Pasca Putusan MA, Pengembalian Uang Iuran BPJS Kesehatan Soal Ketaatan Terhadap Hukum
Kantor Pelayanan BPJS Kesehatan (dok/lk) |
Bandung l lingkarkonsumen.com - Direktur LBH Konsumen Indonesia, DR. Firman Turmantara Endipradja, S.H.,S.Sos.,M.Hum, menyikapi putusan Mahkamah Agung [MA] tentang pembatalan Perpres nomor 75 tahun 2019 atas perubahan Perpres nomor 82 tahun 2018 tentang Jaminan Kesehatan
Menurutnya pasca keputusan MA ada beberapa rekan yang bertanya, apakah uang iuran peserta BPJS Kesehatan yang sudah terlanjur dinaikan dan dibayarkan untuk bulan Januari dan Februari 2020, bisa dikembalikan ?
Tentunya apabila pemerintah konsisten terhadap konsep Equality Before the Law dan Rule of Law, putusan MA itu wajib dilaksanakan. Pemerintah, BPJS Kesehatan harus mulai menyusun konsep bagaimana teknis pengembalian uang masyarakat itu melalui dibuatnya regulasi, tupoksi agar aparat dilapangan tidak kebingungan dan bagi konsumen sendiri ada kepastian hukum.
Prinsipnya jangan sampai hak-hak konsumen yang sudah bayar iuran dikurangi, dirugikan. Namun sebaliknya apabila pemerintah arogan, otoriter dan sewenang-wenang tentunya putusan MA itu akan diabaikan, ujar Dr. Firman, Senin (9/3/2020) pada lingkarkonsumen.com.
Sebagaimana masyarakat umum ketahui bahwa negara kita adalah negara hukum rechtsstaat atau rule of law, yang bertujuan untuk membatasi penguasa (pemerintah dalam artian luas) dalam bersikap dan bertindak yang didasarkan pada peraturan perundang-undangan yang berlaku pada suatu tempat dan waktu tertentu atas rakyatnya.
Doktrin rechtsstaat atau rule of law hanya bisa tumbuh di negara yang menganut demokrasi. Tanpa negara hukum dan demokrasi yang hadir hanyalah paham totaliter, fasis, absolut dan represif. Politik jadi panglima dimana hukum menjadi alat mempertahankan kekuasasaan yang tidak sejalan dengan pemerintah. Wujud seperti inilah yang dinamakan negara kekuasaan (machtsstaat), ungkapnya.
Sebetulnya pembuat (arsitek) "Perpres Nomor 75 Tahun 2019 tentang perubahan atas Perpres Nomor 82 Tahun 2018 tentang Jaminan Kesehatan", harus malu sampai MA membatalkan hasil kerjanya (Maaf, termasuk juga Presiden seharusnya malu, karena yang menandatangani produk hukum ini adalah Presiden). Artinya, tidak sedikit peraturan presiden yang bertolakbelakang dengan kondisi dan aspirasi masyarakat (melanggar aspek sosiologis dan aspek filosofis), meskipun dari aspek yuridis sudah benar.

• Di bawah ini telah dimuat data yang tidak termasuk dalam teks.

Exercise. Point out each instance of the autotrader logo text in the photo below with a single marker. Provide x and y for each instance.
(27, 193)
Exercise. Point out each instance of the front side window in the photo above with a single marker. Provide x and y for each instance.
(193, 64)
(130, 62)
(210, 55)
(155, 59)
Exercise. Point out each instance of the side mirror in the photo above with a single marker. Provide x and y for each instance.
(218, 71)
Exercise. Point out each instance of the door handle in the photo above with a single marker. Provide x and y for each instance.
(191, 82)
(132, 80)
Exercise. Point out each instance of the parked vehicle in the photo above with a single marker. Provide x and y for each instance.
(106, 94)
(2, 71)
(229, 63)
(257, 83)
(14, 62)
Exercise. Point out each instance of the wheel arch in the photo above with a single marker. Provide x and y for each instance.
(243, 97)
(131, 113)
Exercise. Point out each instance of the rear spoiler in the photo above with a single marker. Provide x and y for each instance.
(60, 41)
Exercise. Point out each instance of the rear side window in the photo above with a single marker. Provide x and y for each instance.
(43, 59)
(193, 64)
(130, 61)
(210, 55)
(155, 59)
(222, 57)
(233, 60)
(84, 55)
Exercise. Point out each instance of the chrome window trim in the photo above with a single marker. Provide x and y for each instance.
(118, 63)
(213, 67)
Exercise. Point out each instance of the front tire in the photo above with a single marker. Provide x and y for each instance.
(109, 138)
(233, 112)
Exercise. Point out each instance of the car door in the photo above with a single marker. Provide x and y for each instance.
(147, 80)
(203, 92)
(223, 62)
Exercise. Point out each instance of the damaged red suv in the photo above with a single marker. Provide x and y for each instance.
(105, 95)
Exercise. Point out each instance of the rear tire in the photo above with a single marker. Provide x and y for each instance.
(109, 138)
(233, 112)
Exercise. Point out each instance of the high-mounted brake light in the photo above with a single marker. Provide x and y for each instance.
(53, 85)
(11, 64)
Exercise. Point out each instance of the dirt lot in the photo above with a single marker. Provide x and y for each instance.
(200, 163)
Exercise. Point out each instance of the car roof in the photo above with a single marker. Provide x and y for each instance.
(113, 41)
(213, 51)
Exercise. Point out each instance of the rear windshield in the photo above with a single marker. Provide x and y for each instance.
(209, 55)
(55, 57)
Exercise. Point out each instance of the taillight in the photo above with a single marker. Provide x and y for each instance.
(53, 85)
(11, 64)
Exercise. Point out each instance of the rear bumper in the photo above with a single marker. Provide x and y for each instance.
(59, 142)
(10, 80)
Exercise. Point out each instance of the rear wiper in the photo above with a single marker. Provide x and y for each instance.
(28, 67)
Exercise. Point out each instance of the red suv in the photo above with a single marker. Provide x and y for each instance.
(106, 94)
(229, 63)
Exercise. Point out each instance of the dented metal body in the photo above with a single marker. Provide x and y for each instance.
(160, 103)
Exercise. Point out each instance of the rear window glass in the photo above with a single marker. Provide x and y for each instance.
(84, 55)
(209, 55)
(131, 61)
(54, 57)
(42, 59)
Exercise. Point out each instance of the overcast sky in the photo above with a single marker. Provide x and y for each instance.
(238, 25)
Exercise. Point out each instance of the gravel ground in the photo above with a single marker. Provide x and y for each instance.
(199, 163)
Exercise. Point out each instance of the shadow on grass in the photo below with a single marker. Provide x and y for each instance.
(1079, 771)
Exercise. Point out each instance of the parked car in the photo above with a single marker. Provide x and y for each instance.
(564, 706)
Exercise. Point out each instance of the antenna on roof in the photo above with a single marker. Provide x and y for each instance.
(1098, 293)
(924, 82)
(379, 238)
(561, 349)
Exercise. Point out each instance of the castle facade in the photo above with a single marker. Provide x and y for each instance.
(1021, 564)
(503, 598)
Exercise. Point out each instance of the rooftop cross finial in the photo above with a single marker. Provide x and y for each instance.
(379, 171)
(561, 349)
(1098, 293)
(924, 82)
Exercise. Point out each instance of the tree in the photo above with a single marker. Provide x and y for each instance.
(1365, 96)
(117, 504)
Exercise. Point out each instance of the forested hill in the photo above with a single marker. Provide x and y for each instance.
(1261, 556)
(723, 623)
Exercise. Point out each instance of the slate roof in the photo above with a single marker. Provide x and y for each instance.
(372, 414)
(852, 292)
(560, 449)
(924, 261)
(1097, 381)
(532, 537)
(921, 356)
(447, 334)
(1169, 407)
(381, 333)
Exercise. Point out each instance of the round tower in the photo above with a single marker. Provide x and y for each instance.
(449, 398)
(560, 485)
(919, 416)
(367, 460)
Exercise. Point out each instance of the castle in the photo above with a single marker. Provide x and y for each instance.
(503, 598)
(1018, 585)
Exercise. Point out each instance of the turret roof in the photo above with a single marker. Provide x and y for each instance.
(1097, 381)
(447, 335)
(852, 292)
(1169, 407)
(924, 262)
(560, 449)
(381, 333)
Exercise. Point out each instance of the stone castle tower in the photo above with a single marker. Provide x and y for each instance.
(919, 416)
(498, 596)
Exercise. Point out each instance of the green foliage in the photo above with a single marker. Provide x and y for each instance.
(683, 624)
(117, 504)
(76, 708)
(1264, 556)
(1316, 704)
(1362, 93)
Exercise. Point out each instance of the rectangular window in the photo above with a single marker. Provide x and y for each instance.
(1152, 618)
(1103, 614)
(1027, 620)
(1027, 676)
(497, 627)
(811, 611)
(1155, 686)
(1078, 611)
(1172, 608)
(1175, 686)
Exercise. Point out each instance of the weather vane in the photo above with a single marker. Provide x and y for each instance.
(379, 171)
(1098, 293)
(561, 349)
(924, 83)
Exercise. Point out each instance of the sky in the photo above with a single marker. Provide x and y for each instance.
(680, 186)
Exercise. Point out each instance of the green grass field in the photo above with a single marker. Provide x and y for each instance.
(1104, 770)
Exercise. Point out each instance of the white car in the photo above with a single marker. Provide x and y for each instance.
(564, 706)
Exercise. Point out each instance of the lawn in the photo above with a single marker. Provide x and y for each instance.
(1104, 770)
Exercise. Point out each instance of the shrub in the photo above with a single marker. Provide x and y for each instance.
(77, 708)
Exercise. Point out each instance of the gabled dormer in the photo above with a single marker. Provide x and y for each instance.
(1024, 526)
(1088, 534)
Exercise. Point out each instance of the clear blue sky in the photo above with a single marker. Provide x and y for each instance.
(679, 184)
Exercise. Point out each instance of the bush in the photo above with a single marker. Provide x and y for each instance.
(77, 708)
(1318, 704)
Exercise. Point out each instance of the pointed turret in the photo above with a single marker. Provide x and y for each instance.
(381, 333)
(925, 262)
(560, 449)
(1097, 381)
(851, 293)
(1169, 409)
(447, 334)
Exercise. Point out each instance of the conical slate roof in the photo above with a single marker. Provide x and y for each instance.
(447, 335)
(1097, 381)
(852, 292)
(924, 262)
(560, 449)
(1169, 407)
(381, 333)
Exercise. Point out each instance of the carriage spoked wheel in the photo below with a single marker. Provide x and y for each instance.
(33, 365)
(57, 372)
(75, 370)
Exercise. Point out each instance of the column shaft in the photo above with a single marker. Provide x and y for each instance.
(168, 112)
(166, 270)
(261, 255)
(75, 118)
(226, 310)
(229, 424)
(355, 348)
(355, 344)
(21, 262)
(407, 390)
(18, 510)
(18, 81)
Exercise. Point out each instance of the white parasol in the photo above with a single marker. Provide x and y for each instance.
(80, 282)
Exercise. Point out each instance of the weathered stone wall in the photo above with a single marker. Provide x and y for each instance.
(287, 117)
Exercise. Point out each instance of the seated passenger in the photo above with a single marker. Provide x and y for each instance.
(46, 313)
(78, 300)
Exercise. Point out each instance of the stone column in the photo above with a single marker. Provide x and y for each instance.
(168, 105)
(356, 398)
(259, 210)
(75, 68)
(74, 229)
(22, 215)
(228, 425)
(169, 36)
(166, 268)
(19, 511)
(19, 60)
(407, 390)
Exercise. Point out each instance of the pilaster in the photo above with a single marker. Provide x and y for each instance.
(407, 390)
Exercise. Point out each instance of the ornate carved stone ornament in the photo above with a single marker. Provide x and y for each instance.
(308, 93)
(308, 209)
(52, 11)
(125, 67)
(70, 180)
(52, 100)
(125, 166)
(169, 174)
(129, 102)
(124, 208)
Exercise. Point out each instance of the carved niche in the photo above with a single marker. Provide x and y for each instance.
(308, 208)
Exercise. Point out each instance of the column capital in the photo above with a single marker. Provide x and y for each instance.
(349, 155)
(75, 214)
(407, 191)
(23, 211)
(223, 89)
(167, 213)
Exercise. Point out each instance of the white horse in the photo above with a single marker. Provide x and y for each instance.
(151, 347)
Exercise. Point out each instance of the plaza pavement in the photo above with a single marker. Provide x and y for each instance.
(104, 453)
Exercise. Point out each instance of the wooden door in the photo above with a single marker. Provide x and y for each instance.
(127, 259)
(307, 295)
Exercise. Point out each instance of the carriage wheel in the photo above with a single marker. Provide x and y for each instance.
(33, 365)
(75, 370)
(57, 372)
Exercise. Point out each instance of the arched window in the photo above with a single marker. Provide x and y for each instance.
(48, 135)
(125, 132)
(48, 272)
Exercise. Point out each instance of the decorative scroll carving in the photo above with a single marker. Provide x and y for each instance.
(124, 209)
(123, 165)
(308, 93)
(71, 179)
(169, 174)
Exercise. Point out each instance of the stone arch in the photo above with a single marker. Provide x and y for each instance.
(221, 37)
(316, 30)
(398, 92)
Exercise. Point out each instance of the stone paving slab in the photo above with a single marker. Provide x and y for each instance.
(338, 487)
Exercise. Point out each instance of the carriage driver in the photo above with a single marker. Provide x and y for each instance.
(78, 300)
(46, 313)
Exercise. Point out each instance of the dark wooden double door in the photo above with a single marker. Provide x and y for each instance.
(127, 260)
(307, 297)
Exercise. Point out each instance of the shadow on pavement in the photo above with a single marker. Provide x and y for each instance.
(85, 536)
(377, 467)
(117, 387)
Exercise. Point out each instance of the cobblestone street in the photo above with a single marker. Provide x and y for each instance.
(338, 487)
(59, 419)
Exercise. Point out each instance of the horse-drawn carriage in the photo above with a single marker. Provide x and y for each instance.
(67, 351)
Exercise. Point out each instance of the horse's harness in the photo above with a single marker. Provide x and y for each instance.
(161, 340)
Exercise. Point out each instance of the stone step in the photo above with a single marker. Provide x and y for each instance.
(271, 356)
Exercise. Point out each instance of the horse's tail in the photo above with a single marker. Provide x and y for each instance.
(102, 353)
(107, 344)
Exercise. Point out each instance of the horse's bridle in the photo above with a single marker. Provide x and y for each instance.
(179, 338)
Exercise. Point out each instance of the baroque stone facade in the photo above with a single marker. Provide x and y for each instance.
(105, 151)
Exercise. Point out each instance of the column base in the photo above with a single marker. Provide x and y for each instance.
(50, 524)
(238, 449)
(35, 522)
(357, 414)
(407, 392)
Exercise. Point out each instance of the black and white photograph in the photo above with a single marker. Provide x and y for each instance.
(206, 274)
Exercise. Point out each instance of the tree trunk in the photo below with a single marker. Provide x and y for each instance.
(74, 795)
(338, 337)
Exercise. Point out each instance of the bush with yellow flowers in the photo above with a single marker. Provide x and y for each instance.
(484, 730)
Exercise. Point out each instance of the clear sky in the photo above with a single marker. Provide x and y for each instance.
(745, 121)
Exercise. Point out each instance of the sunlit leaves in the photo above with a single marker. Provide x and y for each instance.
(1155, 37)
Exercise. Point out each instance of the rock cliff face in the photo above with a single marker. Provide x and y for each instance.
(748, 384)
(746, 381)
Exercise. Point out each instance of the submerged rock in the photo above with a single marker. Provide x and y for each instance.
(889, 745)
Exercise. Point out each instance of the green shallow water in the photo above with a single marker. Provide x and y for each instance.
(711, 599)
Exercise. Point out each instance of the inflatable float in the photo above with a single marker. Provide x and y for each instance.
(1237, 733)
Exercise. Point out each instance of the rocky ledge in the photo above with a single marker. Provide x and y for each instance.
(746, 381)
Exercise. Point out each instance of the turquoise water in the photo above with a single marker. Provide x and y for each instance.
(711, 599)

Dengan dibatalkannya Peraturan Presiden ini, ternyata bahwa konstruksi hukum kita sudah terbalik-balik alias "crowded" (krodit). Konsep Omnibus Law juga sudah melenceng dari makna sesungguhnya.
Konstitusi dilabrak, Hukum lingkungan dan tata ruang, hukum pertanahan diterabas, label halal akan dihilangkan, sanksi pidana bagi pelaku usaha akan dihilangkan, hak- hak buruh dilanggar, kebebasan pers terusik, hak adat dan lain-lain.
Dibuatnya peraturan tentang pengenaan sanksi kepada masyarakat yang menunggak iuran dengan tidak melakukan pelayanan publik, sementara pelayanan publik sudah diamanatkan oleh UUD 1945 dan diatur oleh UU No.25 tahun 2009.
Sepertinya saat ini ada pemikiran bahwa yang penting produk hukum dibuat dulu, urusan belakangan. Nantinya jika ada gugatan dari masyarakat adalah tidak penting karena sudah ada mekanismenya. Pikiran ini sepertinya menunjukan mengesampingkan aspek profesionalisme.
Sistem dan konstruksi hukum jadi amburadul. Harapan kita, semoga kondisi ketidak pastian dan kekacauan hukum ini segera berakhir dan kembali kepada mekanisme dan 'rotasi hukum' yang sudah tertuang dalam konstitusi, keluh Dr. Firman.